I’d passed by Biff’s house maybe a half-dozen times since we moved away in the late ‘60s, with only a glancing thought about him. This time – with the tang of March chill on my skin, fresh air in my lungs, and a sudden feeling of nostalgia – I whispered to myself “I wonder whatever happened to old Biff.” He was pretty bright, so I figured he’d joined the professional ranks as a doctor, lawyer, or successful businessman. Thanks to the miracle of cyberspace (and to Biff’s unique name), I made a mental note to find out.
When I later plugged his name in the search engine, I discovered a few things. One was that a very successful novelist had borrowed Biff’s name for the main character in one of his books. We both knew Biff from grammar school, but neither of us knew the other (yes, it’s a small world).
The other thing I learned was that Biff wasn’t a surgeon, defense attorney, or bank president. In fact, he’d apparently shunned the standard American Dream to pursue his own dream. He’d become a classic back-to-nature hippie troubadour. He’d moved to the mountains of Montana to ski, hike, and sing and play guitar in local bars and ski lodges.

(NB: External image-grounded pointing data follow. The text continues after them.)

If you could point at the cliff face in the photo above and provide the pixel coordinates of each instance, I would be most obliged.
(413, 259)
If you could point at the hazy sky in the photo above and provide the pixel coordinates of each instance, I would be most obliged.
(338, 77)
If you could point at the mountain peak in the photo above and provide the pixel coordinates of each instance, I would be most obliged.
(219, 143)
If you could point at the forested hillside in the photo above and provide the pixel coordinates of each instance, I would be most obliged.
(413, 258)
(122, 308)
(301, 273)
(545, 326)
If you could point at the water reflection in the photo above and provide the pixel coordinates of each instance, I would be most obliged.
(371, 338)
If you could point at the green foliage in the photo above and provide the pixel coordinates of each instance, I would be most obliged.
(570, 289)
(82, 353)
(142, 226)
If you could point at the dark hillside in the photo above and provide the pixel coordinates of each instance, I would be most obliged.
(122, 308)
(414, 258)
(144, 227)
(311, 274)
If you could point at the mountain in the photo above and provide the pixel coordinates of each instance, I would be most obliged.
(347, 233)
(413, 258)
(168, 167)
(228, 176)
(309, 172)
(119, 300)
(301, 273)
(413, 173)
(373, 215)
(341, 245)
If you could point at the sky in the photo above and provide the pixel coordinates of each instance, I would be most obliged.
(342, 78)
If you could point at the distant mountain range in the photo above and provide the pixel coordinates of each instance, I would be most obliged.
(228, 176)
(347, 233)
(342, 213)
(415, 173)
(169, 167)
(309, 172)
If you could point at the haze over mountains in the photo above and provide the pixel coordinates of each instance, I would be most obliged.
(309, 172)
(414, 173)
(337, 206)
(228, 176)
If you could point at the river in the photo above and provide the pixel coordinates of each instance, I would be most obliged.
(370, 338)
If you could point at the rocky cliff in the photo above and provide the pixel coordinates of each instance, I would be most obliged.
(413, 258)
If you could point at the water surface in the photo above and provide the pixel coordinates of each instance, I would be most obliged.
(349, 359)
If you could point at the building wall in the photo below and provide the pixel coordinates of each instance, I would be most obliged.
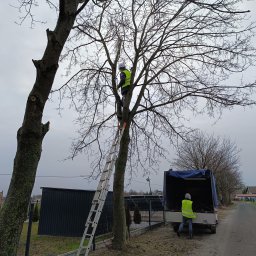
(64, 212)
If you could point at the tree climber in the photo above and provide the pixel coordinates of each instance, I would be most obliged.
(125, 81)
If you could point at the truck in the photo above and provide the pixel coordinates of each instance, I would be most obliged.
(201, 185)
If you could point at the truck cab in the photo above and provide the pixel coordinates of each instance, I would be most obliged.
(200, 184)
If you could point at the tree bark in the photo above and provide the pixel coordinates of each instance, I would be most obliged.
(119, 228)
(32, 132)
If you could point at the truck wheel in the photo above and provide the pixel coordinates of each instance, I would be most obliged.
(213, 229)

And in the process he made a lot of friends, and became sort of a local legend. It didn’t surprise me. My biggest memories of Biff (besides his Indian looks) are his sparkling eyes, impish smile, and soft-spoken manner.
Sadly, I also learned that Biff died unexpectedly at a young age. Looking into the past can have its sorrows.

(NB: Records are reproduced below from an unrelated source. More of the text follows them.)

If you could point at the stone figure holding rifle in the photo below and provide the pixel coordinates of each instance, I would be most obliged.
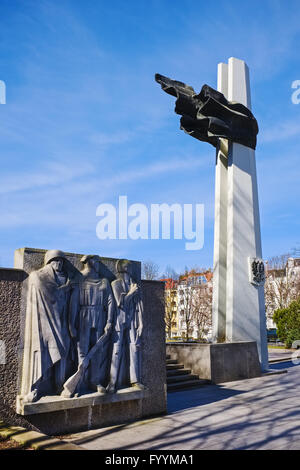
(126, 354)
(92, 310)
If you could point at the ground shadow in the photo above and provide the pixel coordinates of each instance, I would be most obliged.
(182, 400)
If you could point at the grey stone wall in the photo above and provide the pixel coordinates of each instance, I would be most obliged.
(56, 422)
(11, 281)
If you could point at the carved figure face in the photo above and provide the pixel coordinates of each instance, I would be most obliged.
(57, 264)
(95, 263)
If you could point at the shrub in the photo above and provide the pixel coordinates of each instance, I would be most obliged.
(288, 323)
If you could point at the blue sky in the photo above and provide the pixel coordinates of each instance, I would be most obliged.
(85, 122)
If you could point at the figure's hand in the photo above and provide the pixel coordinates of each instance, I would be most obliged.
(139, 331)
(66, 286)
(108, 327)
(133, 288)
(73, 331)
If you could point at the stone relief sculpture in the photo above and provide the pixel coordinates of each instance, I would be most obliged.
(92, 309)
(125, 365)
(82, 335)
(47, 340)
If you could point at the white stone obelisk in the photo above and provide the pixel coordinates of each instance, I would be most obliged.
(220, 231)
(238, 304)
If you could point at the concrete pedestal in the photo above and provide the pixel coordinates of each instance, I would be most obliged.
(222, 362)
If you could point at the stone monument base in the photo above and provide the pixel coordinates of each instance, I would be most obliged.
(56, 415)
(219, 362)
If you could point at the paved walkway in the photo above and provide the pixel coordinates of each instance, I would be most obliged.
(260, 413)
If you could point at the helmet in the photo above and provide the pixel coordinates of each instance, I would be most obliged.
(121, 265)
(53, 254)
(85, 258)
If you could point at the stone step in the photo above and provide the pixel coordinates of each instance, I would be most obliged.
(181, 378)
(170, 373)
(175, 366)
(187, 384)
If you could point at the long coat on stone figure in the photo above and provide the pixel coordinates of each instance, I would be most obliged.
(47, 339)
(126, 355)
(92, 309)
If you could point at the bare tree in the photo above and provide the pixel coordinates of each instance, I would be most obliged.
(169, 273)
(170, 310)
(186, 308)
(150, 270)
(202, 308)
(282, 285)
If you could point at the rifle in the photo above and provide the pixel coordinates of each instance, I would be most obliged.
(71, 384)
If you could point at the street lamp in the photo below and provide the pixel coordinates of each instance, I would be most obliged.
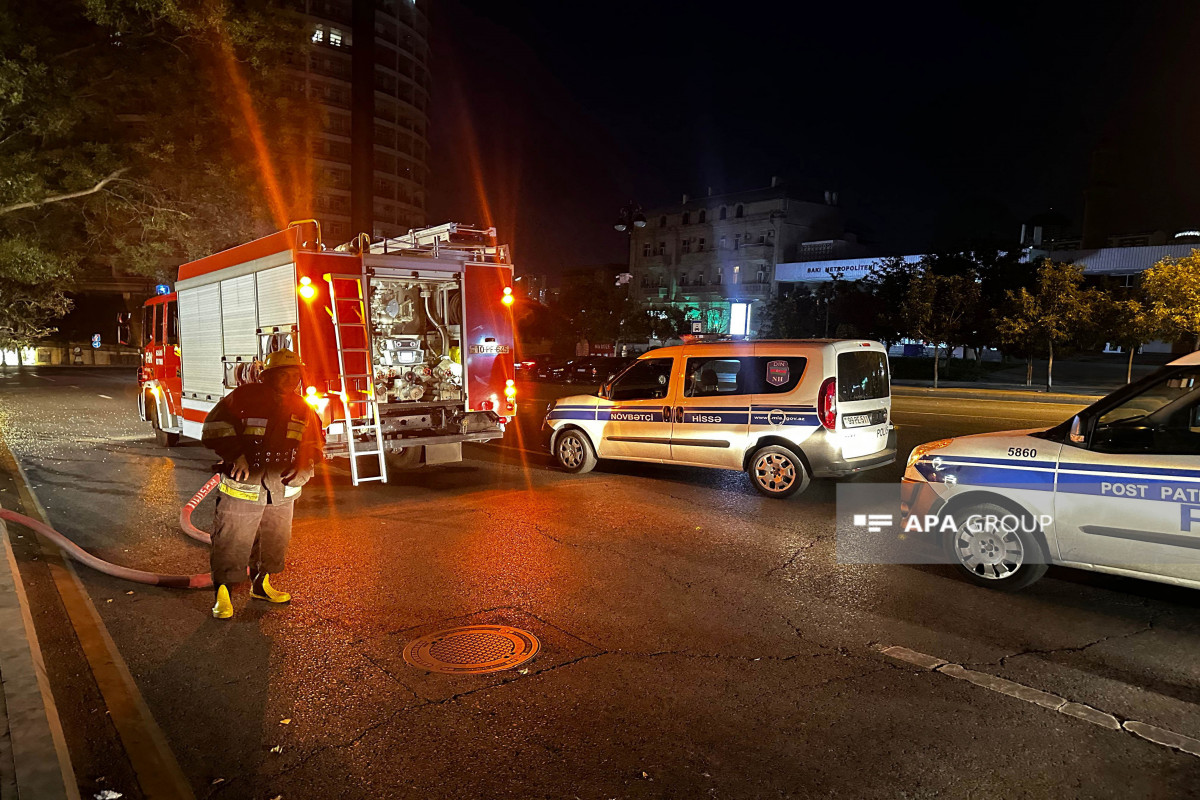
(630, 217)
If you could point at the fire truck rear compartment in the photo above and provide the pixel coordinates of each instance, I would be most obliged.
(415, 343)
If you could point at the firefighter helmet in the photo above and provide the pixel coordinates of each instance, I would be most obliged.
(282, 359)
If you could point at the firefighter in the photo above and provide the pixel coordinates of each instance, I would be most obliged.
(269, 440)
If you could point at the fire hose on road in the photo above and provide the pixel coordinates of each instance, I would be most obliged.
(202, 581)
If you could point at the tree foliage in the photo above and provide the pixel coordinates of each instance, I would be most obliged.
(127, 128)
(1057, 311)
(937, 307)
(1173, 294)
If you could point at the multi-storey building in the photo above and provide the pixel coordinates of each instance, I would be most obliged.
(367, 68)
(715, 256)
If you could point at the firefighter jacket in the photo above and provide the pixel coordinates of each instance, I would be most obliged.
(273, 432)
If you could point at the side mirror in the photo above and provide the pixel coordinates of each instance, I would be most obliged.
(1077, 435)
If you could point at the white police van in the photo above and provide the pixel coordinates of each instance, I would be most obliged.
(1114, 489)
(785, 411)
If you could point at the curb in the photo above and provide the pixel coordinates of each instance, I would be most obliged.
(36, 752)
(1012, 395)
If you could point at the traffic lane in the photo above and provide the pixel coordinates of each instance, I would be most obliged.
(639, 565)
(665, 625)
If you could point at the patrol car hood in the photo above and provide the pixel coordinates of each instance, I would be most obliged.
(997, 434)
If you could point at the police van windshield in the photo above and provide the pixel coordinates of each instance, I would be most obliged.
(862, 374)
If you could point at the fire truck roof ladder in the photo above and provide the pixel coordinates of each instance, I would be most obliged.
(347, 299)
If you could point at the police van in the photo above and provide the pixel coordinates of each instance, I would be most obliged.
(1114, 489)
(784, 411)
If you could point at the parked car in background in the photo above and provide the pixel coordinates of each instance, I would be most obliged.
(528, 365)
(594, 368)
(550, 370)
(783, 411)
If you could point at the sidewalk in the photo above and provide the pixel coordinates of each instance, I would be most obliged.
(34, 762)
(1069, 395)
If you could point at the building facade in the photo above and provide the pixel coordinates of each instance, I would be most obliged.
(715, 256)
(370, 157)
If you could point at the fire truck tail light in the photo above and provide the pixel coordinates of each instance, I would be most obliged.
(827, 403)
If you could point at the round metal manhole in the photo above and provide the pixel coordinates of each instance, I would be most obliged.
(472, 650)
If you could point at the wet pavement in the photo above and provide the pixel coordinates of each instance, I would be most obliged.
(697, 638)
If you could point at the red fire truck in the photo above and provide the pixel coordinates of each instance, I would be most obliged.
(407, 341)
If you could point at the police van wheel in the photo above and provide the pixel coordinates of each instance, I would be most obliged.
(996, 548)
(778, 473)
(573, 451)
(162, 437)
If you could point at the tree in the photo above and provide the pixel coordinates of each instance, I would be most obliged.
(936, 307)
(132, 133)
(1057, 311)
(888, 289)
(1173, 293)
(1126, 319)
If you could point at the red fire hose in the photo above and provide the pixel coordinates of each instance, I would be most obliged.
(203, 581)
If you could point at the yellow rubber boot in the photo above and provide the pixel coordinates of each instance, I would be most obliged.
(223, 607)
(263, 590)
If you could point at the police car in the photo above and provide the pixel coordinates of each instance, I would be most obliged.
(784, 411)
(1114, 489)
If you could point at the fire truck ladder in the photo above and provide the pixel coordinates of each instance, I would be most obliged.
(354, 367)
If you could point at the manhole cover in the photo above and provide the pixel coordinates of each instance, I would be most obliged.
(473, 650)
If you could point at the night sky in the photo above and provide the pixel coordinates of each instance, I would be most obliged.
(937, 122)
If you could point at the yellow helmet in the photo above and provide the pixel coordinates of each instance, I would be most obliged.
(282, 359)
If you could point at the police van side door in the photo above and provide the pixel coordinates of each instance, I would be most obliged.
(636, 419)
(1131, 497)
(712, 410)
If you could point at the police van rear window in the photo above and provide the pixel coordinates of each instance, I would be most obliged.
(862, 374)
(715, 377)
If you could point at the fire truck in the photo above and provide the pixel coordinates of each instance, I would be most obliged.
(407, 342)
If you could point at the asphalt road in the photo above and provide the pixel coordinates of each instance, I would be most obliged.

I wish I’d have hooked up with Biff long ago. I think we would have clicked even beyond childhood, as we shared a certain idealism and a lot of the same interests. Sometime during our raucous post-pubescent years, we separately kindled a passionate appreciation of music. And after college, I made my own trip out West, to backpack in the Cascades, and I drove right past where Biff may have been strumming guitar. If I’d have turned left at Bozeman – the “road not taken” – who knows? I didn’t have his musical talent or performing confidence. But if not pulling up a stool with him onstage, maybe I could’ve tuned his guitar or offered a lyric or two.
Two memories stand out about Biff. Both of them coincide with pivotal moments as I grew up. If Biff were around now, I’d share both memories with him. The first occurred in kindergarten. Biff was Jewish, and I remember him talking about his faith during Show-and-Tell. He brought in matzo crackers to share with the class. Even though they were unsalted and unlike our regular diet of sugared cookies, we all liked them. More importantly, Biff’s presentation was my first awareness that people could have differences beyond the physical. And that this was a good thing. It’s a lesson I’ve had to relearn time and again.

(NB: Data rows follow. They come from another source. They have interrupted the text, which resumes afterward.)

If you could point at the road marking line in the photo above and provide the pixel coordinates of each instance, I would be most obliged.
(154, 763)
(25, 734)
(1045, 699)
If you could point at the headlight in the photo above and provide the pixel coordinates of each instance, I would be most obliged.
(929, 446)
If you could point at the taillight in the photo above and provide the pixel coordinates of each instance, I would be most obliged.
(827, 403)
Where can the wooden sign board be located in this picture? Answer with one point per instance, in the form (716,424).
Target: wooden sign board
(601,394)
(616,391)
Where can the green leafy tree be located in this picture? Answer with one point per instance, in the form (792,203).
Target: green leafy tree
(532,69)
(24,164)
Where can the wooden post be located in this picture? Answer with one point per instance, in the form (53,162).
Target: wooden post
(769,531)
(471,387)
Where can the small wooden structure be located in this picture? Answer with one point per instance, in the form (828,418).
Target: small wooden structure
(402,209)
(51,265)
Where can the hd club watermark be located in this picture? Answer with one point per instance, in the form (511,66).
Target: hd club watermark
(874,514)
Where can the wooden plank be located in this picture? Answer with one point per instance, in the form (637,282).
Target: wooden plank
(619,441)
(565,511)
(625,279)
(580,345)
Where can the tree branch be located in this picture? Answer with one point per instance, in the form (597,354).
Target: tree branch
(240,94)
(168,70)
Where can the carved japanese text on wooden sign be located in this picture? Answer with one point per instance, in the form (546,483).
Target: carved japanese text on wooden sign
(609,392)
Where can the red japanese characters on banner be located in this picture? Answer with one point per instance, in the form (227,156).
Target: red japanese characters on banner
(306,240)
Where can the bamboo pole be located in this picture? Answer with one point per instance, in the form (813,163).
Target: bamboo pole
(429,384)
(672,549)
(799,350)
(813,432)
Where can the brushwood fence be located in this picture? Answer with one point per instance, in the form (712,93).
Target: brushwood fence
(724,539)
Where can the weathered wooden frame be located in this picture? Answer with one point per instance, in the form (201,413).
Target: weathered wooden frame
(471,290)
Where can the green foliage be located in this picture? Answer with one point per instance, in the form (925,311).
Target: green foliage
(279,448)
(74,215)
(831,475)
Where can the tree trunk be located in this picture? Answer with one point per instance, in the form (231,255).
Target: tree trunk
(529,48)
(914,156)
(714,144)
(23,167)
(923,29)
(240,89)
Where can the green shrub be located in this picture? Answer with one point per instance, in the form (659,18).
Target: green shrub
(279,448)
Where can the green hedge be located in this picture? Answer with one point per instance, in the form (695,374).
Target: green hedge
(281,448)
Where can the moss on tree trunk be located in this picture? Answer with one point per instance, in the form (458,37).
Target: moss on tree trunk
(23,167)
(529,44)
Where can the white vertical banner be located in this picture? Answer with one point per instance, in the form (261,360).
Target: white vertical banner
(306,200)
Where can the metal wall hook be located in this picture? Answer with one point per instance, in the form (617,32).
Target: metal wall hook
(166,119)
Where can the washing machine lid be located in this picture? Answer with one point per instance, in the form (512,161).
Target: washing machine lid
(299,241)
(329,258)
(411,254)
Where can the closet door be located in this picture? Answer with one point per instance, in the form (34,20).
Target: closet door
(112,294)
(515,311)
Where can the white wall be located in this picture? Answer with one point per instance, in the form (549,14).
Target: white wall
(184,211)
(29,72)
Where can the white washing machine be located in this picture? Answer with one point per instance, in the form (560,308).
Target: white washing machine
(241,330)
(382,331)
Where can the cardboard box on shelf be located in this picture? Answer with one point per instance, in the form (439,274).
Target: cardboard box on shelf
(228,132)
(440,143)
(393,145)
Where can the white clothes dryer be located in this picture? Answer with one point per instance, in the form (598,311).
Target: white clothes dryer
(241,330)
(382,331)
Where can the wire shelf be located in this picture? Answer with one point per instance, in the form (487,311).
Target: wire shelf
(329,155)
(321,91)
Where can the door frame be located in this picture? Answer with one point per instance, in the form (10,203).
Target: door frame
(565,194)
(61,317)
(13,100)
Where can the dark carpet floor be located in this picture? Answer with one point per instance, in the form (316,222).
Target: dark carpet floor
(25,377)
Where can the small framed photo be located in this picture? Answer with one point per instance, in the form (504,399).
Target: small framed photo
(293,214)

The other memory was when we were nine and attended summer camp together. Our moms signed us up to go as buddies and cabin bunkmates for two one-week stints. It was the first time either of us had been away from home for longer than a night. I was pretty homesick, but Biff, being more outgoing and adventurous, made friends with another kid in our cabin. This kid (I’ll call him Eddie) was maybe a year older, from the rougher side of town, and he had a swagger. I didn’t like Eddie, but he liked Biff, and they kind of teamed up. Of course, my homesickness was even worse after this. But I distinctly remember Biff approaching me later in the week and saying “Pete, I don’t think Eddie likes me anymore, he hasn’t talked to me in a while.” Maybe it’s rose-colored glasses. But this may have been his way of trying to make me feel better.
I didn’t return for that second week of camp. I was just too homesick. In hindsight, I wish I’d have forced myself, because my copout probably started a pattern of avoidance. But Biff did return. I’ve always wondered how he fared. Our family moved only a few months later, so I never found out. For all I know, those wooded hills of north-central Ohio helped inspire Biff’s later migration to Big Sky country.
I never saw Biff again, either. But friends from youth have a way of searing themselves into your consciousness. Maybe because, when we’re kids, we’re not aware of the concept of time. When we’re kids, neither the past nor the future are relevant. We haven’t yet learned how to reflect on things, good or bad. And we don’t worry about what’s in front of us. We only live in the present. For most of us, it’s just a brief period in our lives. But it’s where you can find true happiness.